1 Welgelukzalig is de man, die niet wandelt in de raad der goddelozen, noch staat op den weg der zondaren, noch zit in het gestoelte der spotters;

2 Maar zijn lust is in des HEEREN wet, en hij overdenkt Zijn wet dag en nacht.

3 Want hij zal zijn als een boom, geplant aan waterbeken, die zijn vrucht geeft op zijn tijd, en welks blad niet afvalt; en al wat hij doet, zal wel gelukken.

4 Alzo zijn de goddelozen niet, maar als het kaf, dat de wind henendrijft.

5 Daarom zullen de goddelozen niet bestaan in het gericht, noch de zondaars in de vergadering der rechtvaardigen.

6 Want de HEERE kent den weg der rechtvaardigen; maar de weg der goddelozen zal vergaan.
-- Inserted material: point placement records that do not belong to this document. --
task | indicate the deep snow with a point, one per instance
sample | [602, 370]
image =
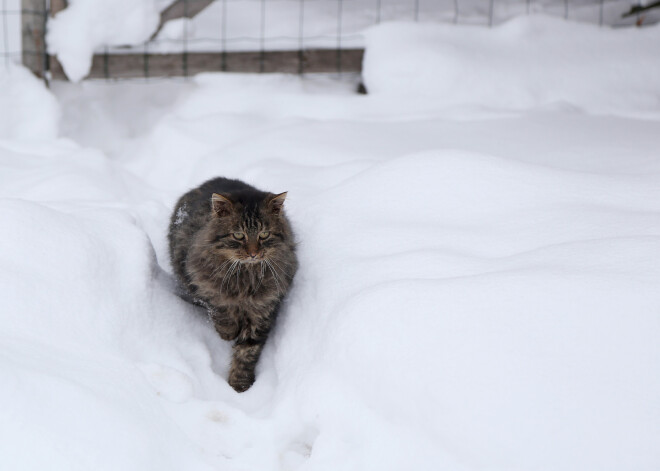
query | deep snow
[478, 284]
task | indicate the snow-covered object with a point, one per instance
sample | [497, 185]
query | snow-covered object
[30, 111]
[75, 32]
[526, 62]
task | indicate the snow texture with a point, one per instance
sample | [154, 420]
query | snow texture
[78, 30]
[529, 62]
[478, 284]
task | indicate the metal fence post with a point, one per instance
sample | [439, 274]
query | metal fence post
[33, 32]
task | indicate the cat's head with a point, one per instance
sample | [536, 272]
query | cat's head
[248, 226]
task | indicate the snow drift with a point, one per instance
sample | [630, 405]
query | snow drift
[524, 63]
[78, 30]
[477, 289]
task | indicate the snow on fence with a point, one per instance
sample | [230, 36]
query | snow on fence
[297, 36]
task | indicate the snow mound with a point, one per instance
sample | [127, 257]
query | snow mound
[34, 110]
[75, 32]
[524, 63]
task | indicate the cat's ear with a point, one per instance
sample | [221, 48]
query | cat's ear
[277, 202]
[222, 206]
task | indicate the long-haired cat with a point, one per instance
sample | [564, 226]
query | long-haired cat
[233, 252]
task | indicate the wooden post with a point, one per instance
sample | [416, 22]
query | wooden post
[33, 31]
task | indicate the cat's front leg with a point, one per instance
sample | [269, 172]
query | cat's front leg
[247, 351]
[227, 325]
[243, 363]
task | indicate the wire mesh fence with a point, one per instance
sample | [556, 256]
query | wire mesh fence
[296, 36]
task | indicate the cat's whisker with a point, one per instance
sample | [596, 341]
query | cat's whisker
[284, 272]
[228, 274]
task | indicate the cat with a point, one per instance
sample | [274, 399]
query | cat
[233, 252]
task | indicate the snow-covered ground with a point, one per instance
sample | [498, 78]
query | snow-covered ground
[478, 285]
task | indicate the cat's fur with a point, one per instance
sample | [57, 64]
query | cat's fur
[223, 262]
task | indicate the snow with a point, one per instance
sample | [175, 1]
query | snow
[85, 25]
[530, 62]
[34, 112]
[478, 282]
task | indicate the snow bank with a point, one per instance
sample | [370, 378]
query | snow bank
[476, 291]
[524, 63]
[75, 32]
[31, 111]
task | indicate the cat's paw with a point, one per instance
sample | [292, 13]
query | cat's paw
[240, 383]
[227, 332]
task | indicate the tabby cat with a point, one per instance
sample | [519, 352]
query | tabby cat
[233, 252]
1 Блажен муж, который не ходит на совет нечестивых и не стоит на пути грешных и не сидит в собрании развратителей,

2 но в законе Господа воля его, и о законе Его размышляет он день и ночь!
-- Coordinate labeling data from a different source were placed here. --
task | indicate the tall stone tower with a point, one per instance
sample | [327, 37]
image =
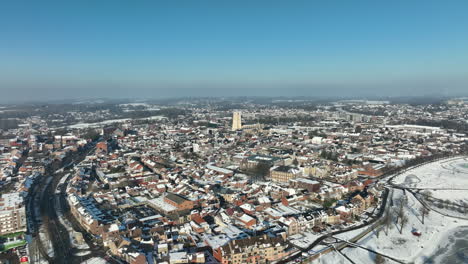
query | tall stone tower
[236, 121]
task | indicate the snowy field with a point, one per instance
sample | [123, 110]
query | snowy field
[439, 233]
[447, 174]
3 И будет он как дерево, посаженное при потоках вод, которое приносит плод свой во время свое, и лист которого не вянет; и во всем, что он ни делает, успеет.

4 Не так – нечестивые; но они – как прах, возметаемый ветром.

5 Потому не устоят нечестивые на суде, и грешники – в собрании праведных.

6 Ибо знает Господь путь праведных, а путь нечестивых погибнет.